Nearly a year ago I submitted an article to Holiness Today magazine. The title, 5 Things Your Teen Won’t Tell You. (You can read it here.)

I shared a story about our 2 year old’s hurt thumb. I compared how she responds and acts to how teenagers respond and act because there seem to be a ton of similarities.

What I didn’t realize.
That I would read my own words.
One year later.
And wonder who wrote them.

  • “Make my home a welcoming place.”
  • “I don’t really want you to be like me.”
  • “I want to be independent but I also want you to help me.”
  • “Notice when I’m guarded or struggling.”
  • “Celebrate the little things. They mean a lot to me.”

Did I write that?
Do I do that?

I ask myself things as I stare into my behemoth laundry pile (my own personal chaos monster).
How do I do these things consistently when they are consistently saying my name…over…and over…and over…again? Or, when we are running late and it’s mainly my fault but they’re not helping the situation by not wanting to put on their shoes. How can I celebrate the little things when the pinterest recipe I tried in an attempt to be a good mommy comes out looking like something straight out of Clark’s Christmas vacation?

I find myself trying so hard.
Even when Christ says, that we don’t really need to do that.
Our efforts are important.
But, being still and quiet at the center is what brings life to our efforts.
And grace can enter into these moments both shining and dark.
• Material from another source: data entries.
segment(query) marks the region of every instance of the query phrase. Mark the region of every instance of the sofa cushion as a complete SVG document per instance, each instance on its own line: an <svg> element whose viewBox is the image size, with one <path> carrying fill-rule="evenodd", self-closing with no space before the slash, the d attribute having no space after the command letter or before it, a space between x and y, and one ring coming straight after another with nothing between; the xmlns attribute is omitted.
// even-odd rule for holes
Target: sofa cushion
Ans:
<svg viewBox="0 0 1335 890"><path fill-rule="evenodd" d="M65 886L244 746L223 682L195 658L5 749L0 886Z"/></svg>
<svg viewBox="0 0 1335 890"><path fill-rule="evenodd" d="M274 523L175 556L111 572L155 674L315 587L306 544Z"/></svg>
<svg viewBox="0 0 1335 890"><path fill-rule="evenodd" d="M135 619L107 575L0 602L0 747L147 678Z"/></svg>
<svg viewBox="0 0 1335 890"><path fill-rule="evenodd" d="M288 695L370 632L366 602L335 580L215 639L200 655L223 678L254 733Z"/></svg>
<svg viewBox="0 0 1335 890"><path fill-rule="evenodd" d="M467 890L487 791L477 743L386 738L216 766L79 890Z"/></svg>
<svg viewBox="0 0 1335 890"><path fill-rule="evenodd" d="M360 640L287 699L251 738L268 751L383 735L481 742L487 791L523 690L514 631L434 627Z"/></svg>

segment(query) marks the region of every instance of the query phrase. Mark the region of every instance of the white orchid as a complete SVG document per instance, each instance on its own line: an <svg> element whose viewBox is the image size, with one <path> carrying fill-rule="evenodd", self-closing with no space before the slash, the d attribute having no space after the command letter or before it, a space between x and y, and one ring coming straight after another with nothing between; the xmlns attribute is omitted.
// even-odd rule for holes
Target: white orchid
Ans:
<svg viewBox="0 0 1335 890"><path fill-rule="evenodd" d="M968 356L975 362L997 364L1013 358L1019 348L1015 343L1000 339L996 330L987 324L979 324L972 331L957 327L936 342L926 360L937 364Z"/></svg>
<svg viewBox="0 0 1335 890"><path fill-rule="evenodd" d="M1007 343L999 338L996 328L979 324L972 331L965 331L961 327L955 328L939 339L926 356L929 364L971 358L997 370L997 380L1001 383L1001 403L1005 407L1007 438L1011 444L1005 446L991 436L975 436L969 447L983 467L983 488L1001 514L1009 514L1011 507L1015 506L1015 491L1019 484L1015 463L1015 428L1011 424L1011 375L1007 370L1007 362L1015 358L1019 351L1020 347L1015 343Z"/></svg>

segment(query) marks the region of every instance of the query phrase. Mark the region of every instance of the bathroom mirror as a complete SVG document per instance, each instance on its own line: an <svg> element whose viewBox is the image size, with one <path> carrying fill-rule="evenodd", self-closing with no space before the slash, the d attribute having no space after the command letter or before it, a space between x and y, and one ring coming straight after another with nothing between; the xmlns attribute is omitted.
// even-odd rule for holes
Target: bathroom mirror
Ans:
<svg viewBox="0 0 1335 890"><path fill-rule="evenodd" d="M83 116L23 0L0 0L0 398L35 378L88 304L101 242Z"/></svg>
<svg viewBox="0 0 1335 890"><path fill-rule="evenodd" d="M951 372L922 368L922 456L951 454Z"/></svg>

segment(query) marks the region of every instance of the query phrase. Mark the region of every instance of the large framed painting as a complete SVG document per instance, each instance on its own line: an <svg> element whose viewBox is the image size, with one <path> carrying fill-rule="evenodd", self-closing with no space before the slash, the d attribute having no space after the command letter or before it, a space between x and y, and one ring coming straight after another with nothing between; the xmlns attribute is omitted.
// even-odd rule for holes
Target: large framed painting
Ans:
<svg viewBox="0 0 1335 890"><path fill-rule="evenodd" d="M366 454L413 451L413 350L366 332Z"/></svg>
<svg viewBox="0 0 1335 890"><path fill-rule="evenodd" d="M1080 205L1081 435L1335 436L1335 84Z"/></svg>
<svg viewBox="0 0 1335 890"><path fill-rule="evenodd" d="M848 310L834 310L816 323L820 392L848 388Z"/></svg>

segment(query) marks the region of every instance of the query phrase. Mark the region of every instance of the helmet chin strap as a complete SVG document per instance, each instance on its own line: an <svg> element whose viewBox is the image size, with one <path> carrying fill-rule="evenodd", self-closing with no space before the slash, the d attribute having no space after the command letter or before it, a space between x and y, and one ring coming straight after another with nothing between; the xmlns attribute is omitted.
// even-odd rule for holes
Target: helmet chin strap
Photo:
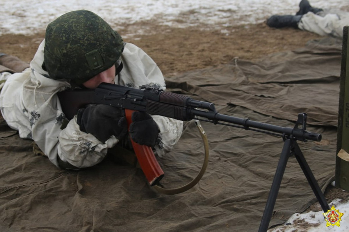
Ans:
<svg viewBox="0 0 349 232"><path fill-rule="evenodd" d="M124 67L124 65L122 64L122 62L121 61L120 62L120 64L119 65L119 66L115 69L115 76L118 75L120 72L121 72L121 70L122 70L122 68Z"/></svg>

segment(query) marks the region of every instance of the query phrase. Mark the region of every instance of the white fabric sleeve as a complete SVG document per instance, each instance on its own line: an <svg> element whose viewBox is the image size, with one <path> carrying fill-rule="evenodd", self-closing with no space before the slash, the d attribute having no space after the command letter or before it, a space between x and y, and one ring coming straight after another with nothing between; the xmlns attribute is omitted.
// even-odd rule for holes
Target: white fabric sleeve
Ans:
<svg viewBox="0 0 349 232"><path fill-rule="evenodd" d="M335 12L332 10L326 14L318 14L308 12L302 16L298 27L323 36L330 35L342 38L343 27L349 25L349 13Z"/></svg>
<svg viewBox="0 0 349 232"><path fill-rule="evenodd" d="M76 116L59 134L58 154L63 161L79 168L91 167L100 162L107 149L119 142L113 136L103 143L90 134L80 130Z"/></svg>

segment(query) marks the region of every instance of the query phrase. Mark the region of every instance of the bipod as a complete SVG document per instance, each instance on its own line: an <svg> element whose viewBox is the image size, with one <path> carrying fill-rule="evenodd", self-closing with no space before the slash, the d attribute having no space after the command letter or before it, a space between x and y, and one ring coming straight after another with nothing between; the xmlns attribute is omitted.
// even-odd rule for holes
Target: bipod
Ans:
<svg viewBox="0 0 349 232"><path fill-rule="evenodd" d="M298 128L298 125L299 125L302 126L302 129ZM305 131L306 125L306 114L299 114L298 120L294 128L295 134L299 134L299 133L302 133ZM262 217L262 221L259 225L258 232L266 232L268 230L287 161L288 158L292 155L294 155L295 157L308 180L308 182L311 187L313 191L319 201L322 210L324 212L326 212L330 209L325 196L297 143L297 138L291 135L290 136L284 136L283 139L284 141L283 147L281 151L280 159L277 164L277 167L276 168L265 208Z"/></svg>

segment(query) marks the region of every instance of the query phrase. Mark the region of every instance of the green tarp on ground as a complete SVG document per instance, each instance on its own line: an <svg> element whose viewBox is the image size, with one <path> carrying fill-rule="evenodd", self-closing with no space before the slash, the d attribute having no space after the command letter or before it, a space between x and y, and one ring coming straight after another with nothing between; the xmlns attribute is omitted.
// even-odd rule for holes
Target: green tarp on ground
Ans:
<svg viewBox="0 0 349 232"><path fill-rule="evenodd" d="M323 190L334 179L341 43L328 38L258 62L239 59L166 80L168 90L214 103L220 113L293 127L308 114L320 142L299 144ZM112 155L78 172L35 155L32 141L0 124L1 231L257 231L283 145L282 138L203 122L209 162L199 183L176 195L152 189L139 169ZM158 158L166 187L194 177L203 159L193 121L173 151ZM270 225L316 201L294 157L289 160Z"/></svg>

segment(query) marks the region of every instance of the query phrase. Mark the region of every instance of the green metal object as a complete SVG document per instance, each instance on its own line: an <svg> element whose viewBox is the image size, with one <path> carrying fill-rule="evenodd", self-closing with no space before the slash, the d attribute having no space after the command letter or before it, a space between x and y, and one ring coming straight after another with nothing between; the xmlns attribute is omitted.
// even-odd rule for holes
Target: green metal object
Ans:
<svg viewBox="0 0 349 232"><path fill-rule="evenodd" d="M348 27L343 30L342 63L340 84L335 186L349 191L349 59Z"/></svg>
We find ourselves beloved.

And we give everything we have to our spouses, our children, our jobs, our friends.
And we can afford to do so because we’ve already received all that God has to give.
In Christ.


The words I write are words that I actually believe and want to live. And I know the temptation is there to forget them, push them aside for worries, and leanings on my own understandings of how things should work. But God says, trust in the Lord.

With all of our hearts.
Acknowledging the Source.
In our ways.
He’ll guide us.
And help us to listen, to become a welcoming people, to be ourselves–our true created selves, to be helpers of our children, to be able to notice things outside of ourselves, and to celebrate the smallest of things. Because in those small things we find the essence of our lives. We find evidence of God’s great and unconditional love for each one of us.